The broader operational question for the court posed by both situations is whether the prosecutor can effectively investigate a government that does not want to be investigated, has asked to handle matters itself, and controls access to the territory in question. In both Afghanistan and Venezuela, after all, alleged crimes by the current authorities are a central focus of the prosecutor’s investigation. There is little hope of any cooperation between the prosecutor and the Taliban, and any investigate steps there will likely be taken from a distance. The situation is more nuanced in Venezuela, where the government has pledged to cooperate with the court. The prosecutor’s filing this week—and the judges’ likely response—will put that commitment to the test.
The African Union for the Win?
News broke this week that an African Union mediation effort in the bloody conflict between the Ethiopian federal government and the Tigray People’s Liberation Front (TPLF) has produced unexpected success. Via Reuters:
“The two parties in the Ethiopian conflict have formally agreed to the cessation of hostilities as well as to systematic, orderly, smooth and coordinated disarmament,” said Olusegun Obasanjo, head of the AU mediation team, at a ceremony….Obasanjo, a former Nigerian president, said the agreement also included “restoration of law and order, restoration of services, unhindered access to humanitarian supplies, protection of civilians”
AU mediation efforts have had a mixed record of success in recent years, and in Ethiopia the organization faced the particular challenge of mediating a civil war in its own host country (the AU is headquartered in Addis Ababa.) As Zekarias Beshah Abebe noted in September, the Ethiopian government had consistently pushed for the AU to take the lead:
The federal government of Ethiopia has expressed its firm stand that any peace initiative should be within the AU framework anchored on the ‘African solutions to African problems’. TPLF were reluctant but has now accepted the AU’s mediation role of the peace process. The AU has also asserted its leadership role in the peace talks claiming the AU-led mediation process as the ‘only viable and effective approach’ towards finding a lasting solution to the situation in Ethiopia.
For the moment at least, it seems that reliance on the AU has paid dividends. Its apparent success stands in contrast to the recent record of another regional organization: ASEAN thus far has had little to show for its efforts to mediate the crisis in Myanmar.
Briefly Noted:
The president of the International Court of Justice, Judge Joan Donoghue, presented the institution’s annual report to the UN General Assembly. She described an unusually busy year for the court, which issued four judgements and fifteen orders.

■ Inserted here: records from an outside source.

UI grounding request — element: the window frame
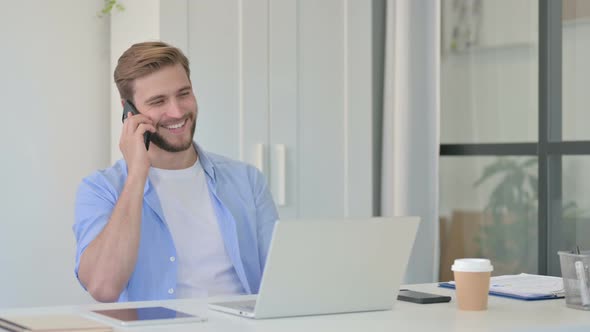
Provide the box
[439,0,590,275]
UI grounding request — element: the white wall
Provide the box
[0,0,110,308]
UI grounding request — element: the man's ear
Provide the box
[120,99,126,107]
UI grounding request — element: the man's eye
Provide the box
[179,91,190,97]
[151,100,164,106]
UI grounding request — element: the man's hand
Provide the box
[120,112,156,177]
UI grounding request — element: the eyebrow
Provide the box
[144,86,192,104]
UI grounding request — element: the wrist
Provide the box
[126,167,149,184]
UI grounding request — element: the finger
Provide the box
[123,111,132,135]
[146,124,157,133]
[123,109,133,121]
[127,115,153,133]
[136,123,157,136]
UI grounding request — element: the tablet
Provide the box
[89,306,206,326]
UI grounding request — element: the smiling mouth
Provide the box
[164,119,187,130]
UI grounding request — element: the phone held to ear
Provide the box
[122,100,151,150]
[397,289,451,304]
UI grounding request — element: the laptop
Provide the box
[208,216,419,319]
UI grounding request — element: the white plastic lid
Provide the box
[451,258,494,272]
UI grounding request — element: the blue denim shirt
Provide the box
[73,143,278,302]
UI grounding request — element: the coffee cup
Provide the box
[451,258,493,311]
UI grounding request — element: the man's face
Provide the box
[133,64,197,153]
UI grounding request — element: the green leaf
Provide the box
[474,158,512,187]
[98,0,125,18]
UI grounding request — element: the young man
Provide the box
[73,41,278,303]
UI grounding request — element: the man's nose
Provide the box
[167,99,184,118]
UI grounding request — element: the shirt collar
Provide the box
[193,142,217,186]
[136,141,217,195]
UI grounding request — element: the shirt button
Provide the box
[168,288,174,294]
[170,256,176,262]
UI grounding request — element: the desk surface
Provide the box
[1,283,589,332]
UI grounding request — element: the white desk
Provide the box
[1,284,589,332]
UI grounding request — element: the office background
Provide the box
[0,0,587,310]
[0,0,439,308]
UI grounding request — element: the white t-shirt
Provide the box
[148,160,244,298]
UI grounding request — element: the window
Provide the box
[439,0,590,278]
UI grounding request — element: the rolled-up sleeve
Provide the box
[72,175,116,288]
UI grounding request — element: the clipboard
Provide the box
[439,273,565,301]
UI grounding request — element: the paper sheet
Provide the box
[488,273,564,297]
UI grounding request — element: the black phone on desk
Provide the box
[397,289,451,304]
[122,100,151,150]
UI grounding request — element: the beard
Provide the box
[149,115,197,153]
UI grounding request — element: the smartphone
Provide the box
[122,100,151,150]
[397,289,451,304]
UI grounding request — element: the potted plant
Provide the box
[473,157,538,274]
[474,157,586,275]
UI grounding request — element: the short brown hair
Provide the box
[114,41,190,102]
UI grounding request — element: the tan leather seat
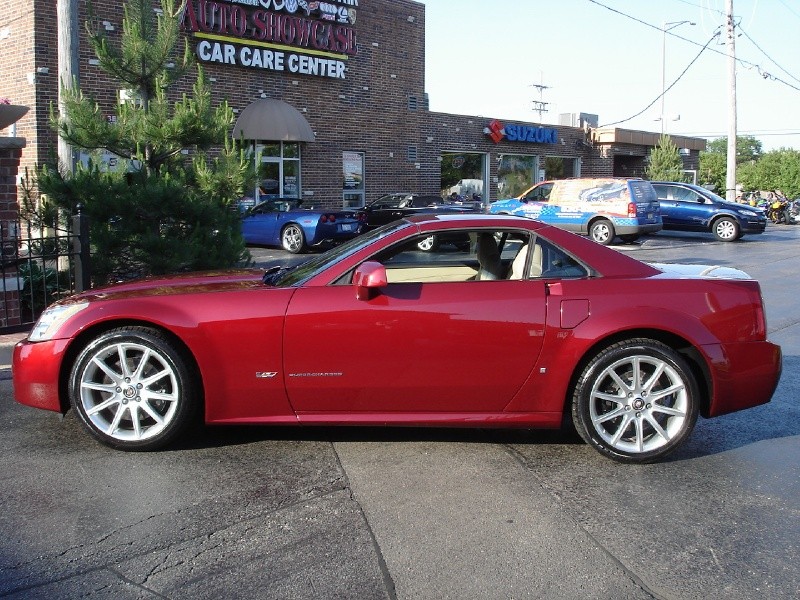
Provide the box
[508,242,542,279]
[476,233,504,280]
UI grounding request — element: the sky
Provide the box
[418,0,800,152]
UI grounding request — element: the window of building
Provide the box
[441,152,485,202]
[496,154,538,198]
[543,156,580,180]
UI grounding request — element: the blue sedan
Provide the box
[241,198,364,253]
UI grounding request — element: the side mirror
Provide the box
[353,261,388,300]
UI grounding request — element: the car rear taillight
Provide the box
[328,214,336,223]
[755,289,768,340]
[627,202,637,218]
[320,215,328,223]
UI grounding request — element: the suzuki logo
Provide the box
[484,119,505,144]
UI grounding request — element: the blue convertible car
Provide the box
[241,198,364,253]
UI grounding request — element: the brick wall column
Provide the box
[0,137,26,328]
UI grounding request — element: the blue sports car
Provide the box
[241,198,364,253]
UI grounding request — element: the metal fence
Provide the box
[0,210,90,334]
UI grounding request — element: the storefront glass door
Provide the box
[255,142,301,201]
[343,151,365,208]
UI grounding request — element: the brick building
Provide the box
[1,0,705,208]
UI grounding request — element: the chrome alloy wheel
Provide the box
[588,355,689,454]
[281,224,305,253]
[77,341,180,442]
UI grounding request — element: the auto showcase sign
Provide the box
[484,119,558,145]
[181,0,359,80]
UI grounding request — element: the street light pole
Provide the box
[725,0,738,203]
[660,20,695,134]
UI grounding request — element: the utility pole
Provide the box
[57,0,79,174]
[725,0,737,202]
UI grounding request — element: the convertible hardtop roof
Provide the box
[404,213,660,279]
[405,213,546,228]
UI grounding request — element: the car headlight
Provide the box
[739,210,759,217]
[29,302,89,342]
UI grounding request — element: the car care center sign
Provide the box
[181,1,359,80]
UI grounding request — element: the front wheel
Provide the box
[713,217,739,241]
[281,224,307,253]
[69,327,199,451]
[571,339,699,463]
[589,219,615,245]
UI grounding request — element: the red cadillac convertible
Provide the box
[13,215,782,463]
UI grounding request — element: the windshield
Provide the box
[272,220,413,287]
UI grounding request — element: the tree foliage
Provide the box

The International Atomic Energy Agency found no evidence of a “dirty bomb” at Ukrainian nuclear sites. Russian officials had alleged that Ukraine was planning to detonate radioactive material, and Ukraine’s government invited IAEA teams to investigate those charges.
Russia reportedly wants the Shanghai Cooperation Organization to create a joint payments system that would break dependency on the West.
South Africa secured a major World Bank loan to help transition from coal to renewable energy sources.
The Diplomat examines whether the European Union and Indonesia can finally cement a trade deal.
It appears unlikely that Turkey will give its consent for Finland and Sweden to join NATO this year.
UN Security Council members received an informal “Arria formula” briefing on the human rights situation in Iran.
Over at Lawfare, I offered some thoughts on the state of the ICC’s Ukraine investigation.
Notable New Writing and Research:
In the latest issue of International Organization, Tom Long and Carsten-Andreas Schulz examine Latin America’s historical role in developing multi-purpose international organizations.
In the new Journal of European Integration, Charles Roger considers how informal and formal international organizations interact.
UCLA scholar Kal Raustiala has published a new biography of UN diplomat Ralph Bunche.